Carol

Isaiah - Part 42

Preacher

Chris Roberts

Date
Dec. 20, 2020
Series
Isaiah

Transcription

Disclaimer: this is an automatically generated machine transcription - there may be small errors or mistranscriptions. Please refer to the original audio if you are in any doubt.

[0:00] Tonight, I want to invite you to turn back a couple of pages, just flick back to the second reading from Isaiah 9 which Ethan read for us this evening.

[0:12] ! It's just underneath the old town of Bethlehem. We're going to think about that passage just for a few moments this evening. Giving and receiving gifts can be quite a reveal in time, can't it?

[0:30] If the giver knows you really well, what they choose to give to you can tell you a lot about what they think of you. Maybe you have to try and swallow your pride a bit with some gifts.

[0:44] And you kind of think, well, what exactly are you trying to say with this gift? If you get the book on dieting, you might think, well, what exactly are you trying to say about my wonderful figure?

[0:58] Or you get loads of deodorant one year, well, what exactly are you trying to say about my wonderful aroma? What exactly are you trying to say? And the gift that God gives us at Christmas is like that.

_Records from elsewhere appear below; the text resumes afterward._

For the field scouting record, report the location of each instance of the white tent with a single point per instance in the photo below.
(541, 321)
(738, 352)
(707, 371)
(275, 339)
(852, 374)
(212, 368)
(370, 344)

[1:11] By sending Jesus to us, God is saying something. Saying something about us, about who we are, and about what we need.

[1:23] So Isaiah, Isaiah wrote about 700 or so years before Jesus arrived. Before the gift of Jesus was given. And God revealed to Isaiah all the way back then what this gift was going to do.

[1:37] And he gives four names for the gift, doesn't he? If you look at verse 6 of Isaiah 9, he calls him those four things. Wonderful Counselor, Mighty God, Everlasting Father, and Prince of Peace.

[1:52] What I want to do with you really briefly this evening is to ask God that question. By giving him to us, by giving this gift to us, what exactly are you trying to say about us?

[2:07] Why do we need him? I think there are three parts to the answer that Isaiah gives us. The first reason is that the gift of Jesus shows us that we are in darkness.

[2:23] We're in darkness. It's what Isaiah says pretty straightforwardly, isn't it, in verse 2. The people walking in darkness have seen a great light. But then look at the first name that this gift has.

[2:36] To us, the Son is given and he will be called, first of all, Wonderful Counselor. Wonderful Counselor. So what is a counselor?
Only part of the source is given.